Access to fields has become perilously difficult. The food crisis, already critical in other areas, is unprecedented.
Kanyere Muliwavyo, 70, fled multiple attacks on the west coast of Lake Edward. She now depends on the charity of her neighbors in Kirumba to feed her six grandchildren, whose parents abandoned them.
“It was the pungent smell of rotting soya, corn and beans that welcomed me to my field,” she says of her homecoming. “Even though we’re a little safer here than before, hunger never leaves us. It’s so hard to bear the incessant crying of starving children.”
Recurring clashes have forced thousands of Lubero residents to abandon their villages, homes and farms. Access to certain fields is outright forbidden; others are riddled with unexploded ordnance.
Fields remain uncultivated for fear of brutal reprisals, exacerbating a desperate humanitarian situation, and the violence has shaken many organizations that once supported the agricultural sector.
Ten million people in the eastern provinces face acute food insecurity due to the conflict, according to the World Food Programme.

“The war has had a devastating negative impact on agriculture by preventing access to fertile land,” explains Jacques Kasereka Busu, in charge of agricultural activities at APETAMACO, a nonprofit that helps people develop their professions. “We are finding it extremely difficult to continue our activities.”
The consequences are particularly disastrous for children. Malnutrition compromises their physical and intellectual development, making them dangerously susceptible to disease, says Charlotte Katungu Sivunavirwa, a nutritionist at Kirumba’s Kasando Health Center.

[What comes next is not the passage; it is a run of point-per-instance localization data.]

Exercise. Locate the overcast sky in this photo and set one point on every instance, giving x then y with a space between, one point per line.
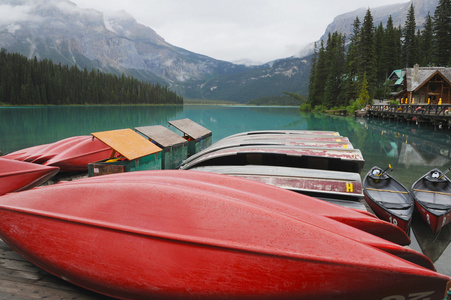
232 30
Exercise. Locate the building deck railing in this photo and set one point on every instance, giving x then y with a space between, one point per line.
414 109
419 113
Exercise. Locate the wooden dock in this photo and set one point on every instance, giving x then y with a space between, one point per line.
21 280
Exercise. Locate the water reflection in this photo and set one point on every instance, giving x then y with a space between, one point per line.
29 126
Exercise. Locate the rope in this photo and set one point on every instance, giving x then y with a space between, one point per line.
390 191
424 191
447 296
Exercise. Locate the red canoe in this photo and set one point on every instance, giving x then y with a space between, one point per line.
18 175
77 157
24 153
170 236
432 196
347 160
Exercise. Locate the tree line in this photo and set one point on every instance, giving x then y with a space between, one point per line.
344 71
31 82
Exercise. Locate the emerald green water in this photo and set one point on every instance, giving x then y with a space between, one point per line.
411 150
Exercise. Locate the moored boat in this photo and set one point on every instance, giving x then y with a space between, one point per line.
388 198
53 149
18 175
432 195
187 238
77 157
264 138
346 160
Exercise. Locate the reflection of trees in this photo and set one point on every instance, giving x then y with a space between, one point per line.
38 125
431 245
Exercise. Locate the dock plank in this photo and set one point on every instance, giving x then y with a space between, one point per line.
20 279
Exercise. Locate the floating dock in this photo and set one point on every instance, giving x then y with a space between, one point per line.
21 280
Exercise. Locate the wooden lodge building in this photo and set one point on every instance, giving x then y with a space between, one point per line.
421 85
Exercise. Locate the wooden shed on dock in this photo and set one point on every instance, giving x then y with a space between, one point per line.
425 85
175 148
198 137
131 152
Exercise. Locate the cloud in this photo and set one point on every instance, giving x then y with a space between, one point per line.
9 14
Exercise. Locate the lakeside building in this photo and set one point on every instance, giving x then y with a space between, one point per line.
421 85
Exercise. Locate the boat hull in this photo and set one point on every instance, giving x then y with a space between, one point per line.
55 148
346 160
17 175
389 199
182 241
341 185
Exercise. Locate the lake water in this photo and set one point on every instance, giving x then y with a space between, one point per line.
411 150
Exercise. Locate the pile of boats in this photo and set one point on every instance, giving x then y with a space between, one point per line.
236 221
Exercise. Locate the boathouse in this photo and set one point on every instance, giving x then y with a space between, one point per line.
421 85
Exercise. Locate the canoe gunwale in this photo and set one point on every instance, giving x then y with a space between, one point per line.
389 207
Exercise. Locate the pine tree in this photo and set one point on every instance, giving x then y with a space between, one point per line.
367 53
336 63
442 33
408 46
352 67
364 95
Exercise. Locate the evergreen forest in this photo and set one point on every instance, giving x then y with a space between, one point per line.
32 82
350 72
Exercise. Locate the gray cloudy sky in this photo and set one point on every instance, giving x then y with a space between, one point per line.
231 30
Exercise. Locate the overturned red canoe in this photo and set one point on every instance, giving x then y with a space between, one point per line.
77 157
55 148
24 153
276 196
18 175
168 235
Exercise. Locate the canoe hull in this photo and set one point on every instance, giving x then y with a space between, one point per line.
386 215
435 221
389 199
78 157
433 199
18 176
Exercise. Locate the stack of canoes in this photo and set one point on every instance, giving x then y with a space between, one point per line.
432 195
393 202
30 167
317 163
197 235
388 198
70 155
18 175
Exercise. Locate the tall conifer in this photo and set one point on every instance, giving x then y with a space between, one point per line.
408 47
367 53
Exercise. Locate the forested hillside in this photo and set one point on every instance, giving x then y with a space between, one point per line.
33 82
342 73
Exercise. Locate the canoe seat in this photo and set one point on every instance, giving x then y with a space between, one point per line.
395 205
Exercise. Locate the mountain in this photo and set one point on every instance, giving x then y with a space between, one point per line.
65 33
117 43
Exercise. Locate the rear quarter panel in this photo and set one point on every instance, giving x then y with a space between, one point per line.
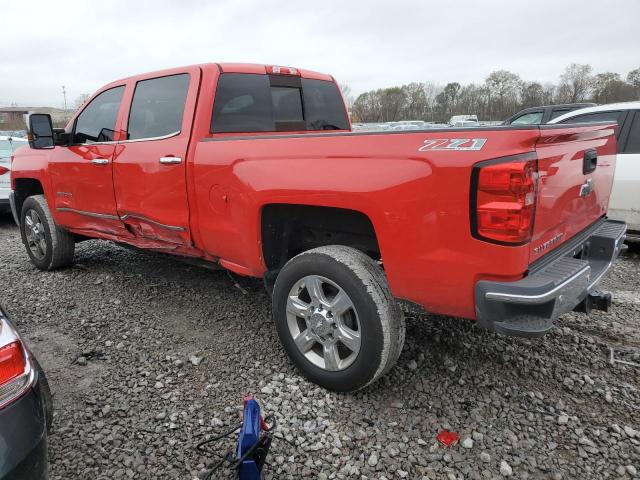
418 202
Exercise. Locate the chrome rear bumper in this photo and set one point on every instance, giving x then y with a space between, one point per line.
563 282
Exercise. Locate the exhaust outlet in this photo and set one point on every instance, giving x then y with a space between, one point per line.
595 300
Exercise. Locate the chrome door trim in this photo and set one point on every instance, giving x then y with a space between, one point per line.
113 142
149 139
105 216
146 219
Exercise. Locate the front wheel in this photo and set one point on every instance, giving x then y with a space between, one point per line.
336 317
48 246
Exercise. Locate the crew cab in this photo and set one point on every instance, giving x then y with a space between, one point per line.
625 198
255 169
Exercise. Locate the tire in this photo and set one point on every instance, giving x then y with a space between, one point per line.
350 331
49 247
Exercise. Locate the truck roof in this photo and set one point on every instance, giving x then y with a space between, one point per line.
226 67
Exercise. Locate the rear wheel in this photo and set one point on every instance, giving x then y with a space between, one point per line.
48 246
336 317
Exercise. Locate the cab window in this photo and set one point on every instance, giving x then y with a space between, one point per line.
263 103
157 107
97 122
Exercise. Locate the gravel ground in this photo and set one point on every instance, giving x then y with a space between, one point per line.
145 354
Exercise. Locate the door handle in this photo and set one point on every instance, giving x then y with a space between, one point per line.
590 161
170 160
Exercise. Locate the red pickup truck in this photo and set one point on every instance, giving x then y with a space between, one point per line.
255 168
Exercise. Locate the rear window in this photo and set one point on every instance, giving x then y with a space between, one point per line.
264 103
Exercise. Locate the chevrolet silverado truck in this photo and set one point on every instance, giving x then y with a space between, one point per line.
255 169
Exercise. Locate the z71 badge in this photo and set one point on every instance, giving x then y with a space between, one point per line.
457 144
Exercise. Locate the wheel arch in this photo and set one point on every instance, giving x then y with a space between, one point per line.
289 229
24 188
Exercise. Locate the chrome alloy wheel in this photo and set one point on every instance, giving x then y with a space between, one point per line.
34 230
323 323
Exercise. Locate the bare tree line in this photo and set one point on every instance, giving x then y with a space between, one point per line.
502 94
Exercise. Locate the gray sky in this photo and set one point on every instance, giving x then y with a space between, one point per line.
364 43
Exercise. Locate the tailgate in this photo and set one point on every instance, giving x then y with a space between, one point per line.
572 194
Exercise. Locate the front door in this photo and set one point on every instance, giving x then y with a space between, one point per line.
150 164
82 174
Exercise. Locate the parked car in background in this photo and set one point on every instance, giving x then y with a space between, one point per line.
465 123
625 197
544 114
255 168
463 118
26 409
8 145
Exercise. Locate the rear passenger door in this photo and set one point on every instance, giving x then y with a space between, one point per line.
149 168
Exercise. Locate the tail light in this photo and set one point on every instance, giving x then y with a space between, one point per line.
503 199
16 372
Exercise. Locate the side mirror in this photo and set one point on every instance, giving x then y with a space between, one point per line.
40 133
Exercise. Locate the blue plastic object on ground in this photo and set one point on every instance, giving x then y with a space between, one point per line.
249 469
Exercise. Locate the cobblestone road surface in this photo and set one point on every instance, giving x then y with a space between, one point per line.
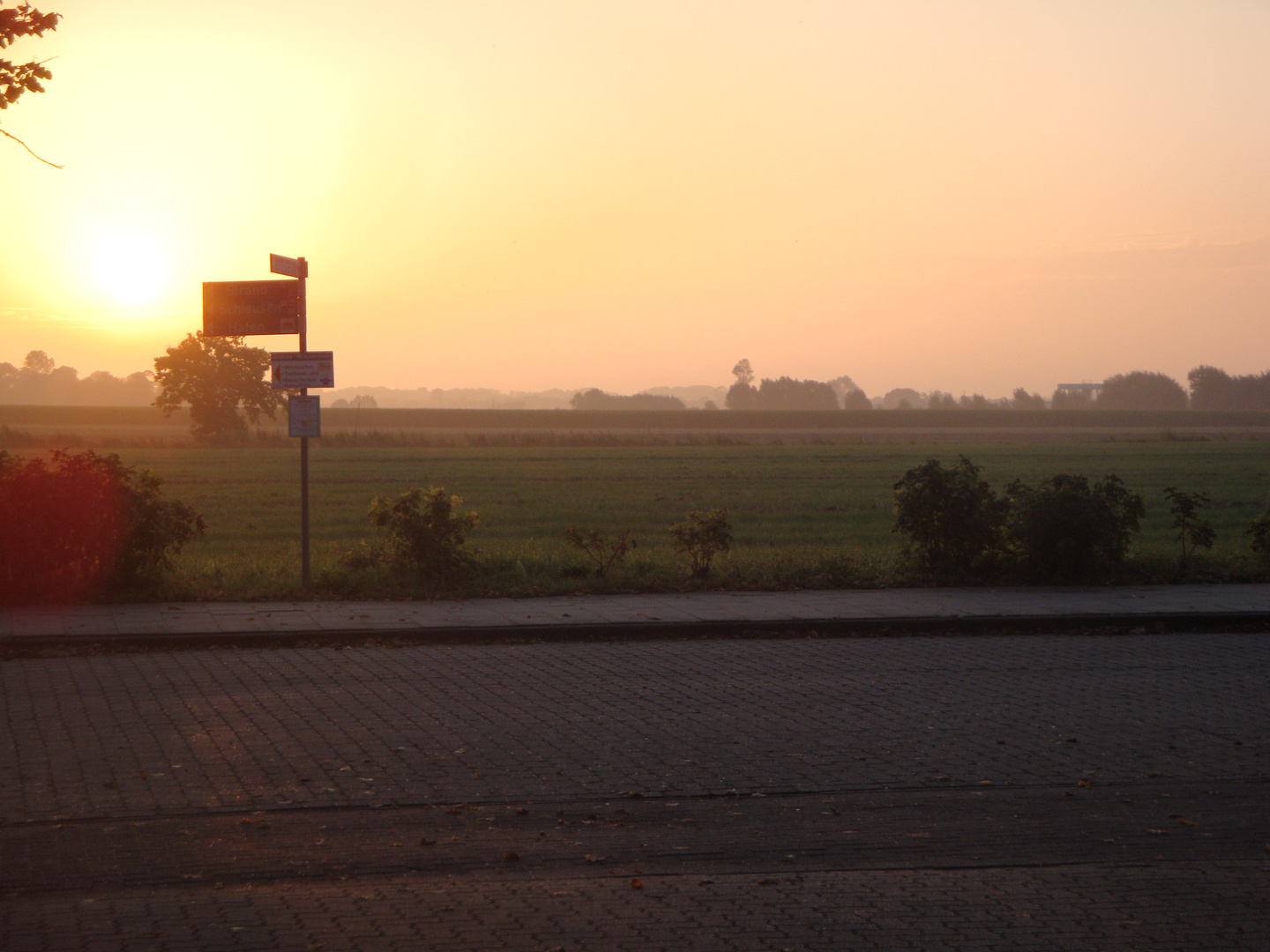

Dozens of the children she’s seen, including small babies, have shown severe weight loss or signs of acute malnutrition.
“Without urgent and sustainable food aid — and above all, an end to this conflict — we risk losing an entire generation,” she says. “War doesn’t just kill with weapons. It also kills slowly, insidiously, through hunger.”
“War doesn’t just kill with weapons. It also kills slowly, insidiously, through hunger.”a nutritionist at the Kasando Health Center in Kirumba
Amid despair, families try to help each other. They’re also trying to restart farming activities — as soon as security permits. The call for peace is unanimous.
DRC’s military set up camp in Anita Kavugho Sikulivalama’s bean field and left her crops to rot. Now, she struggles to feed five children.
When the army left, she wanted to cultivate the field but had no seeds. She managed to sow potatoes, but when the M23 clashed with Wazalendo self-defense groups nearby, those rotted, too.
“There is,” she says, voice breaking, “no freedom.”